James Wittenbach - Worlds Apart 01
Page 4
“Pegasus Flight Control to Aves Prudence. Slow to docking speed. Come about 32 degrees and adjust positive 620 meters vertical.”
“Prudence acknowledges,” he turned to his commander. “I have visual on Pegasus,” Driver announced.
Keeler turned to the forward monitor. At the edge of their field of view, a tiny pale star was becoming larger, eventually resolving into a magnificent double diamond of light, and crystal, and gold. As the full shape and details of the ship became clear, Keeler could make out transport and cargo shuttles flitting around her like a swarm of lightflies while a small squadron of construction pods applied the finishing touches to the hull.

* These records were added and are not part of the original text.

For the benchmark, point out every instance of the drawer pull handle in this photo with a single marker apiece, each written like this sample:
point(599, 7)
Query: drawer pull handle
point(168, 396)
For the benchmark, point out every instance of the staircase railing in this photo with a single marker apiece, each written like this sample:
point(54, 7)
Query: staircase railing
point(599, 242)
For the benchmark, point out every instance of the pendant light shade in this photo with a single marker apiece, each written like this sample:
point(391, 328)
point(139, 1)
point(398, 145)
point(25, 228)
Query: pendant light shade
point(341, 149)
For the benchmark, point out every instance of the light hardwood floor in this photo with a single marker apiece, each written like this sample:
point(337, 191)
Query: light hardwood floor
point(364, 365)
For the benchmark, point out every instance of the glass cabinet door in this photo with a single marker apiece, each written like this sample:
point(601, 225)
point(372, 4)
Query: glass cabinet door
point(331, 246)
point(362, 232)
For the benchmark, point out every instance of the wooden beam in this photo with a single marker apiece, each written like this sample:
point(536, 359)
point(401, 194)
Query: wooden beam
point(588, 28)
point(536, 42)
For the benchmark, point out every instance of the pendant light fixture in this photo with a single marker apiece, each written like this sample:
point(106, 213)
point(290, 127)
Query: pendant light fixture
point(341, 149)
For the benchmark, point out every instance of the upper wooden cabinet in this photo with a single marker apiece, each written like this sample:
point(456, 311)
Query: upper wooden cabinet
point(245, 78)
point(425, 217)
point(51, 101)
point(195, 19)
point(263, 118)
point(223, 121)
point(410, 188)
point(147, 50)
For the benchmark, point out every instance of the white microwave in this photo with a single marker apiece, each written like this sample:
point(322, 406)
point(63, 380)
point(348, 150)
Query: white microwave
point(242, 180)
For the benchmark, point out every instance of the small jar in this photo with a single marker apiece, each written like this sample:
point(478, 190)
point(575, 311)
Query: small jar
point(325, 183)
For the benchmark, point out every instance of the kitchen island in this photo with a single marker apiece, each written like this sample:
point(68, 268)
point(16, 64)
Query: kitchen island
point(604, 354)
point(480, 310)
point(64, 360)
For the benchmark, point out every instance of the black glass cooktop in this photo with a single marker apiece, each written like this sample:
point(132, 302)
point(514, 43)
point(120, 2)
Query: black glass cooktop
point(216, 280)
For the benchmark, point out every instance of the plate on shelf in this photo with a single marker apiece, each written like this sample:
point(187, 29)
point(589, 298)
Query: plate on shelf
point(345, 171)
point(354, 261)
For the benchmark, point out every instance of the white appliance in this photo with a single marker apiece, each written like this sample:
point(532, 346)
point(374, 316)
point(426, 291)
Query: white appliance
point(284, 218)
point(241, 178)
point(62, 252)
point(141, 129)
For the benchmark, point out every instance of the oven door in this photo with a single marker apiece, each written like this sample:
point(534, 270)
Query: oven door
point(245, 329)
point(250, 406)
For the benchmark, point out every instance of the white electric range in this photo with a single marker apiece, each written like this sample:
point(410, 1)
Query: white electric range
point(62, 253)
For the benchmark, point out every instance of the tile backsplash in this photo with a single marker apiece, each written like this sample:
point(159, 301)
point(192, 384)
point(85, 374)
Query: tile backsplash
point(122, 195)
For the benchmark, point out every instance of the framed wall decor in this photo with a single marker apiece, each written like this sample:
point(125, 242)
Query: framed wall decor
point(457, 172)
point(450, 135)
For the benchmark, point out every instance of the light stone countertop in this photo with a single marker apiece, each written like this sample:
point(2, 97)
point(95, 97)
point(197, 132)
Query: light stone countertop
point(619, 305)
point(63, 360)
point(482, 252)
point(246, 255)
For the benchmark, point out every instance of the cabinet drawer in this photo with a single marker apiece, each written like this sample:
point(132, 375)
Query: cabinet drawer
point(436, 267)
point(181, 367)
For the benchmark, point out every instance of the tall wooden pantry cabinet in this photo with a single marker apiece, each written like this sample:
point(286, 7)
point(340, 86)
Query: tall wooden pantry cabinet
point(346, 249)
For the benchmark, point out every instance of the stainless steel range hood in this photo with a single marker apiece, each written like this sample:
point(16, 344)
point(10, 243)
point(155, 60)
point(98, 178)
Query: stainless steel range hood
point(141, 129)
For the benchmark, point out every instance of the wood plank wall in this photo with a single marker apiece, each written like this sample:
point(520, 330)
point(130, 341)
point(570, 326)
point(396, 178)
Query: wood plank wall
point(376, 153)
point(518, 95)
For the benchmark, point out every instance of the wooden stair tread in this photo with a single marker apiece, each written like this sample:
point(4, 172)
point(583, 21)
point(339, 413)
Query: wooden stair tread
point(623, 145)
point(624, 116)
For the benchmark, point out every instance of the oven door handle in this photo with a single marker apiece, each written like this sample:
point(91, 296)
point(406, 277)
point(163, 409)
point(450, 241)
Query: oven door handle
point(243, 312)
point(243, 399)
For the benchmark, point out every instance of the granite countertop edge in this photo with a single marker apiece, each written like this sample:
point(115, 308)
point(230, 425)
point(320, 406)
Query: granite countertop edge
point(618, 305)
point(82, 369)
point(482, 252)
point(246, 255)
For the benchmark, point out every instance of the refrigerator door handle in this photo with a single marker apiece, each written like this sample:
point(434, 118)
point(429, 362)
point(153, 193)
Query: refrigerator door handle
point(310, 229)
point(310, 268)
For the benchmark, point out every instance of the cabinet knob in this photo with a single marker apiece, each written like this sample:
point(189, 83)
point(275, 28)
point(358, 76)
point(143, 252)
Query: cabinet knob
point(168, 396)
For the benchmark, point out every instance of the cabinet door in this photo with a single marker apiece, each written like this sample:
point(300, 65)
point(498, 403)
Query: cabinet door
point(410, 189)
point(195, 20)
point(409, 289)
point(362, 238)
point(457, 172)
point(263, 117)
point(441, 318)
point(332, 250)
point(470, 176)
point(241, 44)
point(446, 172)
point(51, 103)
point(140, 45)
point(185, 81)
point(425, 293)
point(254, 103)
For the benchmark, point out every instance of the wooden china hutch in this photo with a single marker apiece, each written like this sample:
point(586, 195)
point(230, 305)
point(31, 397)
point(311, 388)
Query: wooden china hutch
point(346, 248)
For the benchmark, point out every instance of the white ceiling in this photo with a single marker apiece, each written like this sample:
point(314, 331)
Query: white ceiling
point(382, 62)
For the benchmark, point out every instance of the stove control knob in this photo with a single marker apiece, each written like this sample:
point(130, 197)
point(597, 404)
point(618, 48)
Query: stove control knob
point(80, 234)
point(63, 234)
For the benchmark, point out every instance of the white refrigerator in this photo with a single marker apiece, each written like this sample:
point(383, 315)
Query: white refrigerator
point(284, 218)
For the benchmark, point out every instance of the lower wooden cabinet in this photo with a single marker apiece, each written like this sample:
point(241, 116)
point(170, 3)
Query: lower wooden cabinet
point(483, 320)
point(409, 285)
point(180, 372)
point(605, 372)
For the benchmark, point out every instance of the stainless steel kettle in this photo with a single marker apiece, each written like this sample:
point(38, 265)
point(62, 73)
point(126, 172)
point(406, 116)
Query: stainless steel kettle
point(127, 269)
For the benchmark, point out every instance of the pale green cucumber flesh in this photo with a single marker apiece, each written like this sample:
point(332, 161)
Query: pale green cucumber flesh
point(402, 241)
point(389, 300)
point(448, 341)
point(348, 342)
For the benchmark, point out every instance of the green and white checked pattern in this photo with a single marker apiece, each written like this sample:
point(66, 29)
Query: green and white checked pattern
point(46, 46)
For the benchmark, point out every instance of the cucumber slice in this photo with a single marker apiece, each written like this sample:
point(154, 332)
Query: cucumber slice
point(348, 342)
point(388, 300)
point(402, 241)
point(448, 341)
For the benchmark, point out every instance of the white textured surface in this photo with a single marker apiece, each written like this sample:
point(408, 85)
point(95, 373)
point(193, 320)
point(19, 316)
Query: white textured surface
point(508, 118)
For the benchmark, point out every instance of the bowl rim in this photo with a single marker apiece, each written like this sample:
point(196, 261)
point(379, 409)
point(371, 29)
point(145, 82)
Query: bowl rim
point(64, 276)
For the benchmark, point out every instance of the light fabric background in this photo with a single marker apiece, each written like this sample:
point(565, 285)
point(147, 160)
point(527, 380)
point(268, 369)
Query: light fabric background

They came at her head on, nose-to-nose. The forepart of Pegasus was like the prows of two ocean-going vessels, sandwiched one atop the other and fronted with a huge shield in which was inlaid a design of wings and stars. Just as Prudence reached the bowsprit, she lifted up to flash over the four-and-a-half kilometers long dorsal plane of the ship; a mosquito buzzing past a swan.
Driver banked his ship, and showed Keeler what he would soon be commanding. First came the domes and heavy hatches that covered the main body of weaponry; the missile hatcheries that made Pegasus as deadly as she was beautiful. Then came a long expanse of metal and crystal that connected the forward to the aft like the shapely neck of a swan. The hull widened where the habitation levels began, protected from space by millistrati ultracrystal stronger than diamond. Within, Keeler could see flashes of gardens and architecture, as well as transport pods moving on the intraship tubeways.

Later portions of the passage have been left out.